I tend to eat a standard meal for breakfast during the work week, but I like to branch out and try new things on the weekend. Since I had this Saturday to myself (a rare occurrence!), I decided to give another “cooking for one” recipe a shot – Egg-White Omelet with Spinach and Cottage Cheese from the January/February issue of Everyday Food. It’s quick (10 – 15 minutes), tasty, and the spinach and cottage cheese pack a great nutritional punch.
This one isn’t listed online, so here are the ingredients:
3 large egg whites
Coarse salt and ground pepper
1 teaspoon olive oil
1 cup packed baby spinach
1/4 cup low-fat (1%) cottage cheese
2 tablespoons grated Parmesan
In a medium bowl, I whisked together the egg whites and 1 tablespoon of water. I seasoned with salt and pepper and set the whites aside.

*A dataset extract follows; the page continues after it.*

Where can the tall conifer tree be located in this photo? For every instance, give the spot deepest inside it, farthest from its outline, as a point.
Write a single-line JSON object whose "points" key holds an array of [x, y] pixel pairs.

Next, I heated the olive oil over medium-high heat in a nonstick omelet pan (8″ skillet). I added the spinach, seasoned with salt and pepper, and cooked it until it was wilted and tender (1 minute). I added the egg whites and cooked until they were nearly set, using a flexible heatproof spatula to lift the edges of the omelet to let the uncooked whites run underneath.
Once the eggs were cooked (about 2 minutes), I dolloped the cottage cheese on top of the omelet, sprinkled it with the Parmesan, and seasoned again with salt and pepper. I slid it gently onto a serving plate, folding it over itself by tipping the skillet.
I didn’t do such a great job of evenly distributing my cooked spinach in the skillet, so there’s lots of green on top. Pretty or not, this was really delicious. The cottage cheese tasted almost cream cheese-y… Mmmm. With this much flavor, I didn’t even miss the egg yolks.
TIPS: You have to move pretty quickly when making this omelet, so be sure to have all of your ingredients portioned out, ready, and waiting from the very beginning. Also, this is another one that calls for seasoning with salt and pepper 3 separate times, so season carefully.